Follow these simple steps to bake the oatmeal cups:

  1. Preheat the oven to 350ºF (175ºC). Line a muffin tin with liners or spray the tin with nonstick cooking spray.
  2. In a large bowl, mash the banana with a fork. Add the eggs, honey, and almond milk and whisk until combined.
  3. Add the rolled oats, oat flour, baking powder, and cinnamon to the wet mixture and stir until evenly mixed.
  4. Place the raspberries in a separate bowl and use a fork to partially mash them, leaving some chunks for texture. Fold the raspberries into the oatmeal mixture along with the chocolate chips.
  5. Stir in the melted coconut oil and mix everything together until well combined.
  6. Scoop about 3 tablespoons of batter into each muffin cup, filling nearly to the top. Press a few extra chocolate chips on top for an attractive finish, if desired.
  7. Bake at 350ºF for 19–21 minutes, until the tops are set and a toothpick inserted in the center comes out clean or with a few moist crumbs.
  8. Allow the cups to cool in the tin for about 10 minutes before transferring them to a wire rack to cool completely.

oatmeal cup on plate

Tips & Notes

  • Muffin liners: Using liners helps prevent sticking and makes removal easier. If you don’t have liners, coat the tin well with nonstick spray.
  • Oat flour substitute: Make oat flour at home by processing rolled oats in a food processor until fine.
  • No eggs: For an egg-free option, try two flax eggs (2 tablespoons ground flaxseed + 6 tablespoons water, mixed and chilled) as a substitute.
  • Sweetness: The banana provides natural sweetness; adjust honey or maple syrup to taste or omit for lower added sugar.
  • Raspberries: Fresh raspberries are recommended for texture, but frozen raspberries work—thaw and gently drain any excess liquid before mashing.
  • Serving ideas: Enjoy warm or cold, plain or topped with yogurt, a drizzle of nut butter, or extra fresh berries.

Storage & Freezing

Store cooled oatmeal cups in an airtight container in the refrigerator for up to 5 days. To freeze, place cooled cups on a baking sheet in a single layer and freeze until firm (about 1–2 hours). Transfer the frozen cups to a freezer-safe bag or container, remove as much air as possible, and freeze for up to 3 months.
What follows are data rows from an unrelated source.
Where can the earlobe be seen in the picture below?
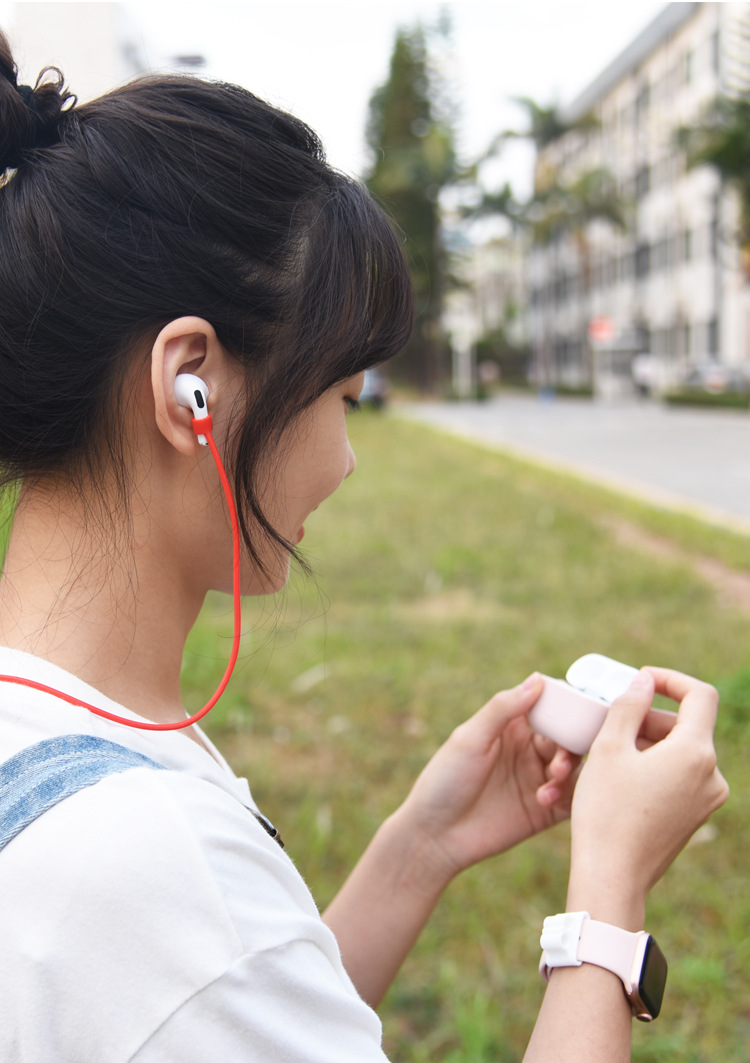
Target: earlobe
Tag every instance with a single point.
(185, 346)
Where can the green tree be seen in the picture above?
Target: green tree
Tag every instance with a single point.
(721, 139)
(412, 149)
(557, 208)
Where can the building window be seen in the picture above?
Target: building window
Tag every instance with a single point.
(686, 245)
(643, 260)
(714, 336)
(687, 67)
(643, 182)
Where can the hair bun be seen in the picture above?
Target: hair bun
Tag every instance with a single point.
(29, 117)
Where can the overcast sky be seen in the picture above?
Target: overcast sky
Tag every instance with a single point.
(322, 60)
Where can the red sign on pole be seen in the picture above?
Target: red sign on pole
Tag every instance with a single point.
(601, 330)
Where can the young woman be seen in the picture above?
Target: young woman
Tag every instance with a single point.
(181, 251)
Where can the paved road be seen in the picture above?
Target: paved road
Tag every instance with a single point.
(693, 459)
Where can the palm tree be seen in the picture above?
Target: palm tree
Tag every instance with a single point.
(722, 140)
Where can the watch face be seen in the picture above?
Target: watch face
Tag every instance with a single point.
(653, 976)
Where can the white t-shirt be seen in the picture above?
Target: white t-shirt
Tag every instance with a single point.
(150, 917)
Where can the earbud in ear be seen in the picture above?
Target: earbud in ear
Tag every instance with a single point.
(192, 392)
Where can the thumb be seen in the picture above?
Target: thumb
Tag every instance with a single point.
(627, 713)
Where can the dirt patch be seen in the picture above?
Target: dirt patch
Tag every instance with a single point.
(446, 606)
(731, 587)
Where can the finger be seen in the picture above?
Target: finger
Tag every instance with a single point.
(657, 725)
(698, 701)
(627, 714)
(544, 747)
(562, 764)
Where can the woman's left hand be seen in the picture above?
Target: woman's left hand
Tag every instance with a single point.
(493, 783)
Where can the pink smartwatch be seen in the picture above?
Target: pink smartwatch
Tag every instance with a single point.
(574, 938)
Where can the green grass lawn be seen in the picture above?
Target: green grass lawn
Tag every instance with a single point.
(444, 572)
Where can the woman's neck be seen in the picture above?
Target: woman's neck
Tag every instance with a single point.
(98, 599)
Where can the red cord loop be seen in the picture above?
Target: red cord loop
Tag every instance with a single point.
(202, 426)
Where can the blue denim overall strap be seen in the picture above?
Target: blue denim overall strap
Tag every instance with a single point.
(41, 775)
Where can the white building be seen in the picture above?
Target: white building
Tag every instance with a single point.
(669, 285)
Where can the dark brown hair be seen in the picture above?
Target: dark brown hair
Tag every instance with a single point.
(174, 196)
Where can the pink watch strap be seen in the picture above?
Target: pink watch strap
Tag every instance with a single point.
(610, 947)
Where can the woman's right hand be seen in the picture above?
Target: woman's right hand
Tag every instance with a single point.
(649, 782)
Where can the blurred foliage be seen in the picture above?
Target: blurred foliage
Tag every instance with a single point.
(445, 572)
(721, 139)
(411, 138)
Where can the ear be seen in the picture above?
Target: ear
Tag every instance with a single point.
(185, 346)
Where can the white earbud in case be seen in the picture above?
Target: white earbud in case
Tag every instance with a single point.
(572, 712)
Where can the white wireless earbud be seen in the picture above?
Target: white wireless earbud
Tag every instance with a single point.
(191, 391)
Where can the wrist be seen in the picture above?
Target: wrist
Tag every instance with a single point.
(419, 862)
(608, 897)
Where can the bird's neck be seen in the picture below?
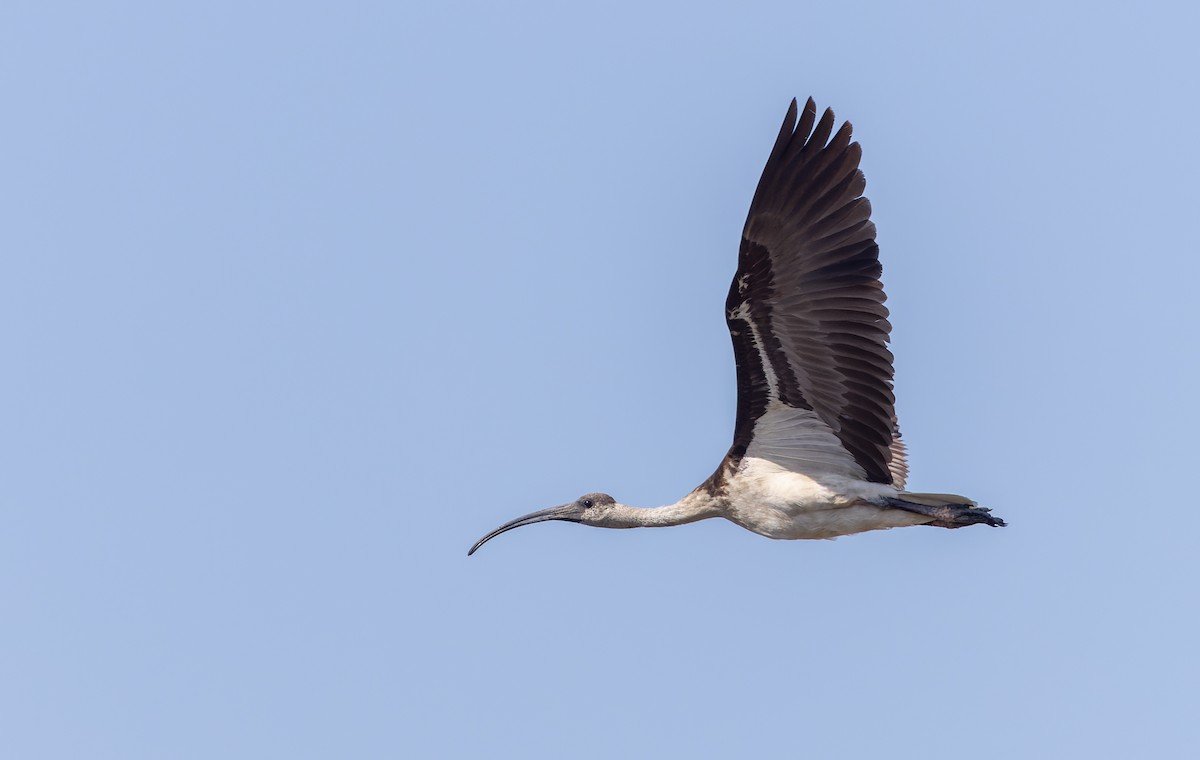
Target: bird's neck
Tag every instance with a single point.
(688, 509)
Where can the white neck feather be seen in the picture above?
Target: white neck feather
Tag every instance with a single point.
(688, 509)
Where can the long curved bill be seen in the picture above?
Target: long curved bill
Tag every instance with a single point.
(563, 512)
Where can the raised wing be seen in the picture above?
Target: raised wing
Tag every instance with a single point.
(805, 311)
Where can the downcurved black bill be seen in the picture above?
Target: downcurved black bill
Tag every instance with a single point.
(570, 513)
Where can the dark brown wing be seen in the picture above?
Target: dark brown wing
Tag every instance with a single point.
(805, 309)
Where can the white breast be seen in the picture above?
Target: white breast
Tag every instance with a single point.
(778, 502)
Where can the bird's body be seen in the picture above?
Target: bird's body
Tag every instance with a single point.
(816, 449)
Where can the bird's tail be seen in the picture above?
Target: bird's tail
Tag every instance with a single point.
(949, 510)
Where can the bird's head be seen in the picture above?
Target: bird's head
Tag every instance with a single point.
(597, 509)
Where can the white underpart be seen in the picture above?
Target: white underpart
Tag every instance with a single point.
(777, 502)
(797, 480)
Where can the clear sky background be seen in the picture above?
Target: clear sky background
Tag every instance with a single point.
(298, 300)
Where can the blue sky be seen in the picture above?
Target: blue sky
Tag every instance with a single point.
(298, 300)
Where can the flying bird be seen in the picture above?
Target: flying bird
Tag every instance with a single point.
(816, 450)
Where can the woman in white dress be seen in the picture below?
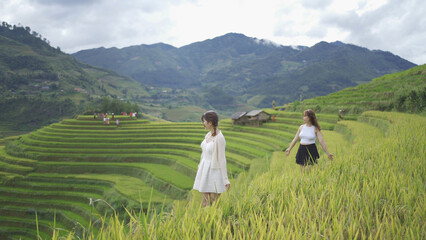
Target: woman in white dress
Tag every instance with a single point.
(212, 178)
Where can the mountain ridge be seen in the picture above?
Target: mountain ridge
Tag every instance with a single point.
(246, 68)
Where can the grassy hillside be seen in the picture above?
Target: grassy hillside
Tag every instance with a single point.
(374, 189)
(40, 84)
(61, 168)
(404, 91)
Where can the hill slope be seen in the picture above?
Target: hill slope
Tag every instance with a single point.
(251, 70)
(404, 91)
(40, 84)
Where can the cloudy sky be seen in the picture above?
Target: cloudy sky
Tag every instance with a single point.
(398, 26)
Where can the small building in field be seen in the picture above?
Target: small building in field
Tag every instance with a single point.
(254, 117)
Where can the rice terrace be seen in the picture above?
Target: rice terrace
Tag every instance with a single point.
(66, 174)
(81, 179)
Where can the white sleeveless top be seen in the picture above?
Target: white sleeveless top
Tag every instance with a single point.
(307, 135)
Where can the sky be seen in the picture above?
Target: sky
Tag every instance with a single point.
(397, 26)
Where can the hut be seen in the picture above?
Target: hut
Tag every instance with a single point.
(239, 118)
(254, 117)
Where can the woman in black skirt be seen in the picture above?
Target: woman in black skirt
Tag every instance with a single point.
(307, 154)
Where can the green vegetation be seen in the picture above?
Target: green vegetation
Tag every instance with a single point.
(374, 189)
(40, 84)
(63, 167)
(404, 91)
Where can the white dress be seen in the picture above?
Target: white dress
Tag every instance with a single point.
(211, 174)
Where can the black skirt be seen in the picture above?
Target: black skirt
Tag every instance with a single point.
(307, 154)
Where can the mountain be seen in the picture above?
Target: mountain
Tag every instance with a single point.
(403, 91)
(40, 84)
(249, 70)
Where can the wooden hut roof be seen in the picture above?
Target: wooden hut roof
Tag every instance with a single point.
(238, 115)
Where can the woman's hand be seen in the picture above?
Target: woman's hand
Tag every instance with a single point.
(287, 152)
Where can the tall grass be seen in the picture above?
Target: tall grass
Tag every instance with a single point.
(374, 189)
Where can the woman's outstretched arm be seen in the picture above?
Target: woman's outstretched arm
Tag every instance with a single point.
(323, 145)
(287, 151)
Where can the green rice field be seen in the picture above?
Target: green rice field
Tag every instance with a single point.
(70, 174)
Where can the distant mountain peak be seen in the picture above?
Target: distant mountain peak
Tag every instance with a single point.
(267, 42)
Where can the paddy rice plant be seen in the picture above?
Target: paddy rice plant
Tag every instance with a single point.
(374, 189)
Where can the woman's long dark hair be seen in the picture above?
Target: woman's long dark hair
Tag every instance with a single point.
(211, 116)
(312, 118)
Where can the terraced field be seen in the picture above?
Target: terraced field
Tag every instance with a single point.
(74, 171)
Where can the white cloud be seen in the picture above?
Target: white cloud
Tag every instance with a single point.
(390, 25)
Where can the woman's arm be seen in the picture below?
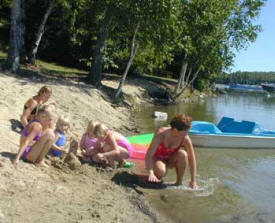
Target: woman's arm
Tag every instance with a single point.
(23, 145)
(188, 145)
(27, 112)
(81, 144)
(112, 142)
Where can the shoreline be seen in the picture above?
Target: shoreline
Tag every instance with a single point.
(65, 192)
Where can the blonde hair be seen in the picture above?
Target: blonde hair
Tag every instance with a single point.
(44, 111)
(63, 119)
(91, 126)
(100, 130)
(44, 90)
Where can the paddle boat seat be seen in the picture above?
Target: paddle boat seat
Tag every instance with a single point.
(229, 125)
(204, 127)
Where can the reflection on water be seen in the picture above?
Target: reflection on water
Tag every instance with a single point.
(235, 185)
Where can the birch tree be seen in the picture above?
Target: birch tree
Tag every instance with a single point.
(13, 62)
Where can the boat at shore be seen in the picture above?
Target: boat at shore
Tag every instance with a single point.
(228, 133)
(245, 88)
(231, 134)
(268, 87)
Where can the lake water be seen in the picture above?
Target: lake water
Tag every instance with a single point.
(235, 185)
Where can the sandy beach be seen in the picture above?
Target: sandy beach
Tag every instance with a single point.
(66, 192)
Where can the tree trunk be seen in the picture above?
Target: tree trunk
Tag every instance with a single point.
(134, 48)
(187, 83)
(13, 62)
(181, 76)
(95, 75)
(39, 34)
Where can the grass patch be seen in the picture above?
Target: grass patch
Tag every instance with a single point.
(3, 55)
(3, 58)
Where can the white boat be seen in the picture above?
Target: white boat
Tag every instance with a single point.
(231, 134)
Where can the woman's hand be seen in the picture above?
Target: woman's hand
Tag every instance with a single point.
(15, 162)
(99, 156)
(193, 184)
(152, 178)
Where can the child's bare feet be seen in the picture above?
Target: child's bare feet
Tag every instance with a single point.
(42, 164)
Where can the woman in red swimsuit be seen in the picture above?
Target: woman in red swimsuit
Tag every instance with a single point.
(164, 151)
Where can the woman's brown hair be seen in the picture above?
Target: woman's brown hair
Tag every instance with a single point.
(181, 122)
(44, 90)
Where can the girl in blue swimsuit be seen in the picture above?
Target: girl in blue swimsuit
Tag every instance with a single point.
(62, 126)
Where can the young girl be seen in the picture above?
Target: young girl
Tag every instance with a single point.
(32, 105)
(36, 138)
(116, 147)
(89, 144)
(62, 126)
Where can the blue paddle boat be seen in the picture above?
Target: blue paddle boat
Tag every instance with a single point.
(229, 133)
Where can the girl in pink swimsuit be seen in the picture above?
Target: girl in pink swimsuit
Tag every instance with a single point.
(164, 151)
(89, 143)
(115, 146)
(34, 144)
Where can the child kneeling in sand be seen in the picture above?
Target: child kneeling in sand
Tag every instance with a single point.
(89, 144)
(62, 126)
(37, 138)
(115, 146)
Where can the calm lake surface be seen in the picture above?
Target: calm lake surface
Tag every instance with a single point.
(235, 185)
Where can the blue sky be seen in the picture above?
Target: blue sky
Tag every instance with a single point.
(260, 55)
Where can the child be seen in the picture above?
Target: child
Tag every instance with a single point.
(62, 126)
(89, 144)
(32, 105)
(116, 147)
(36, 138)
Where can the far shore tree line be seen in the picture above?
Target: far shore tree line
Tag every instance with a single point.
(251, 78)
(190, 40)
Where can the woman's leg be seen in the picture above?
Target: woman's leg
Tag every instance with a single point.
(178, 160)
(41, 147)
(114, 155)
(159, 168)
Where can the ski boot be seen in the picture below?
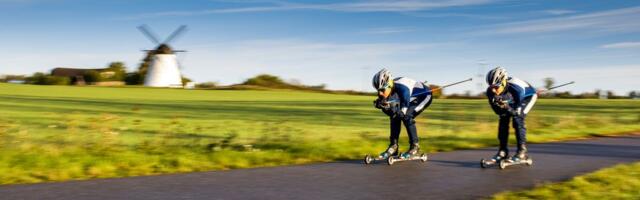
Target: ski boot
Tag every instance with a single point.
(521, 157)
(411, 154)
(501, 155)
(391, 151)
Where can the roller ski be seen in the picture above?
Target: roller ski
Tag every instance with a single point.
(391, 151)
(520, 158)
(410, 155)
(495, 160)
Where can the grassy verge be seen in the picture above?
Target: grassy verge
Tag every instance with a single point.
(56, 133)
(618, 182)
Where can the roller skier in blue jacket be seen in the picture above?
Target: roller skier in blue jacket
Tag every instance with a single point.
(402, 99)
(511, 99)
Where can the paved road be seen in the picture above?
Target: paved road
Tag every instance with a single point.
(450, 175)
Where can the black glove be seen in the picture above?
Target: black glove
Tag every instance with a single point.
(513, 112)
(376, 103)
(399, 114)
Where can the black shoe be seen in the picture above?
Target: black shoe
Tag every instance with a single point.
(392, 150)
(502, 154)
(521, 154)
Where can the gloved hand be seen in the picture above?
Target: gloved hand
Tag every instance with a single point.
(376, 103)
(399, 114)
(513, 112)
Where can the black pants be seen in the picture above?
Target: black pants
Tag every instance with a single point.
(518, 125)
(503, 131)
(409, 123)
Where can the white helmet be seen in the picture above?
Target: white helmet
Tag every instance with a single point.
(382, 79)
(497, 76)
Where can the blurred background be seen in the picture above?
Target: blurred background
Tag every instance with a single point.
(287, 82)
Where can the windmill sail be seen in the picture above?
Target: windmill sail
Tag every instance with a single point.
(164, 70)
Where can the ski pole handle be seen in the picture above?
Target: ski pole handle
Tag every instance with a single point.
(554, 87)
(452, 84)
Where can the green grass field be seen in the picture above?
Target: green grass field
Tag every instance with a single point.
(619, 182)
(56, 133)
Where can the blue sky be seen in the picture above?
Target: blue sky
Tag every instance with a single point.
(338, 43)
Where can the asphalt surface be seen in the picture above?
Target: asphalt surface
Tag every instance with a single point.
(450, 175)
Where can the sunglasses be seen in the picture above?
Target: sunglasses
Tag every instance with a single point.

Reheat from frozen in the microwave for 30–60 seconds or in a preheated oven until warmed through.

Variations

Customize this base recipe with your favorite add-ins: swap raspberries for blueberries or chopped strawberries, add a tablespoon of nut butter to the batter, or stir in chopped nuts or seeds for extra crunch. For a chocolaty twist, use cocoa powder in the dry mix and increase the chocolate chips.

Nutrition (per serving)

Approximate nutrition provided by the original recipe: Calories: 452 kcal; Carbohydrates: 65 g; Protein: 13 g; Fat: 14 g; Fiber: 11 g; Sugar: 18 g. Nutrition values are estimates and should be used as a guideline only.

Recipe by: Lee Funke

baked oatmeal on plate

If you try this recipe, consider noting any personal tweaks or favorite substitutions to make it your own. These oatmeal cups are forgiving and versatile, so feel free to experiment and enjoy a wholesome, grab-and-go breakfast.